即便她与他真的有缘,这缘分似乎也来得不是时候。
相遇太晚,太早,都是一种遗憾。有时候,她几乎宁愿自己从来不曾认识他,从不知晓世上有这么一个能令自己悸动的男人。
可偏偏,她与他偶然相识了,而爱捉弄人的上天,又安排了一次次的巧遇。
她该怎么办好呢?
“……你在想什么?”他忽问。
“啊,没什么。”她连忙定神,随手指了指他捧在手上的礼物。“我只是好奇那是什么。”
“一个小礼物。”
“买来送你女明友吗?”
“是啊。”提起女友,沈修篁原本就偏向温文的脸部线条更柔和了。
她怔怔地看著,心口,有些莫名的疼。
“对了,我也买了一个小纪念品给你。”他笑望她。
她心跳一停,“我?”
“不是什么贵重的东西,只是一张金属书签。”他说。“上面嵌著雪梨歌剧院的图案。”
她一震,如遭雷击,丽眸愕然直瞪他。
“怎么啦?怎么这种表情?”他莫名其妙+
“我也买了一张相同的书签。”她愣愣回应,“要送给你的。”
“真的?”他抚额,为这奇异到极点的巧合畅怀朗笑,“老天!”他笑了半晌,好不容易停止笑声,湛眸幽默地转向她。“那我们该怎么办?交换礼物?送一张出去,再拿一张同样的回来,好像很可笑。”
“是挺好笑的。”她也跟著笑,笑意却不及眼底。
虽然可笑,她还是好希望能拿到他亲自买给她的书签,虽然也许只是顺手买的,对她而言,仍具有特别的意义。

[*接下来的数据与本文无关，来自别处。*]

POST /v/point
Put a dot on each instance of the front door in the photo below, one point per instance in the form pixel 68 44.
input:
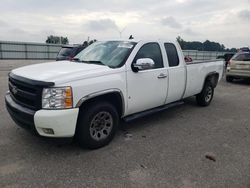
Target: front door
pixel 147 88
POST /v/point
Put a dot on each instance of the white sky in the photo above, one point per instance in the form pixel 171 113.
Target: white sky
pixel 224 21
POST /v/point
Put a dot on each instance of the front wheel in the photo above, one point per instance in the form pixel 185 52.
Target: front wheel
pixel 205 97
pixel 97 124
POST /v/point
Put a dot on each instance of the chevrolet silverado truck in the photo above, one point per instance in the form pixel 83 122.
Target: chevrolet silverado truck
pixel 109 81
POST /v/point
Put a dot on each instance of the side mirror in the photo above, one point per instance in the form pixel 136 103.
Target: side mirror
pixel 143 64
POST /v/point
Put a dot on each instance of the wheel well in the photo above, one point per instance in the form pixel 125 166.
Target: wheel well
pixel 212 78
pixel 114 98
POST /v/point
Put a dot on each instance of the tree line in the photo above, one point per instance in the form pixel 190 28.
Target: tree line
pixel 203 46
pixel 185 45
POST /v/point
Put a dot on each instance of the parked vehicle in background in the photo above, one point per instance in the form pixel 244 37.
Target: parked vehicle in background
pixel 68 52
pixel 106 82
pixel 244 49
pixel 239 66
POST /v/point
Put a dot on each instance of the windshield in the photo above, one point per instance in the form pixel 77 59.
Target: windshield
pixel 109 53
pixel 65 51
pixel 242 57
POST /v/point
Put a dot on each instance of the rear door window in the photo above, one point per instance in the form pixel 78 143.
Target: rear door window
pixel 152 51
pixel 173 58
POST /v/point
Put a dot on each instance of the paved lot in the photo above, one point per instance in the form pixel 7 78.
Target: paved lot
pixel 163 150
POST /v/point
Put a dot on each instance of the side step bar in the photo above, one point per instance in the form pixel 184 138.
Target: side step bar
pixel 151 111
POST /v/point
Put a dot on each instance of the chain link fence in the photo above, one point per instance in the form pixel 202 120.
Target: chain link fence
pixel 24 50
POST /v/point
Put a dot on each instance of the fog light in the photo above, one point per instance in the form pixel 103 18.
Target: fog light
pixel 48 131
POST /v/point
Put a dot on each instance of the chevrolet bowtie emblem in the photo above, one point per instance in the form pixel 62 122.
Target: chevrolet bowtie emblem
pixel 14 90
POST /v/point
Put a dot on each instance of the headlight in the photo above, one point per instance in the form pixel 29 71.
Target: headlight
pixel 57 98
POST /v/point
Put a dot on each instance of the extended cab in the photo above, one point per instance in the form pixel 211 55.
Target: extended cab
pixel 106 82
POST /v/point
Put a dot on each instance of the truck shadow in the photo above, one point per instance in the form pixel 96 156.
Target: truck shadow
pixel 245 82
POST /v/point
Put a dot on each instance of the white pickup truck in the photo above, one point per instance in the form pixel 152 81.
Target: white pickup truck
pixel 106 82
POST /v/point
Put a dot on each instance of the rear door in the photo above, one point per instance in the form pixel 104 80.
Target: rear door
pixel 147 88
pixel 177 73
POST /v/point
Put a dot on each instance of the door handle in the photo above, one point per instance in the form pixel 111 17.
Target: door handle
pixel 162 76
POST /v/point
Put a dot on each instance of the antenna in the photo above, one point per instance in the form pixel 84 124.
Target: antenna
pixel 121 31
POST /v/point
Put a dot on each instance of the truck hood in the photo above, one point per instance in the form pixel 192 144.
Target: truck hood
pixel 61 71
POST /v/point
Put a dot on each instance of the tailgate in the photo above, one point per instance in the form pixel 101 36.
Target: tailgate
pixel 240 65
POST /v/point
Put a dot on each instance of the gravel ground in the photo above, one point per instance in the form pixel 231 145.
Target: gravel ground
pixel 167 149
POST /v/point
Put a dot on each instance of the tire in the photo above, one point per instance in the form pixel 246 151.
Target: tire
pixel 206 96
pixel 97 124
pixel 229 78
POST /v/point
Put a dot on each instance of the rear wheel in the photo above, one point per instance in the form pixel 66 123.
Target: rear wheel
pixel 97 124
pixel 229 78
pixel 205 97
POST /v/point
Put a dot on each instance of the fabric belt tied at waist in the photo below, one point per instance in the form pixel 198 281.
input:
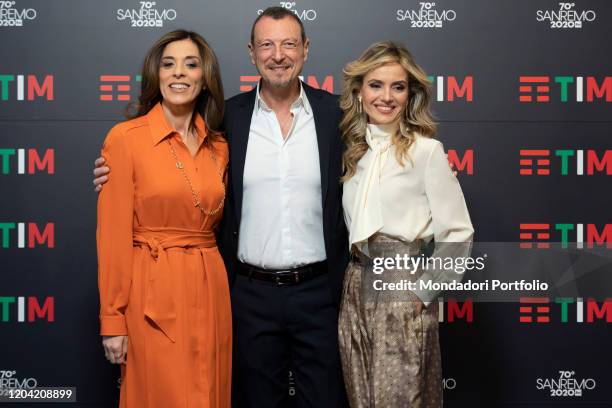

就算命运注定他们俩只能一次次巧遇,又一次次错过,她也希望能任两人交错的人生轨道上留下某种印记。
即使这印记,淡得随手一擦,便足以抹灭--
在中正国际机场的出境大厅交换了纪念品后,沈修篁将书签收入衬衫口袋,目送韩恋梅离去。
她说有个朋友答应来接她。他直觉大概是个男人,怕打扰她,谎称也有人来接他。
“那我们就在这边分手吧。”她笑著对他道别,可不知怎地,他却仿佛听见她精神奕奕的语气下隐藏著某种说不出的伤感。
是他多心了吗?这趟旅行,她看来应该是玩得很开心啊。不该有什么遗憾之处。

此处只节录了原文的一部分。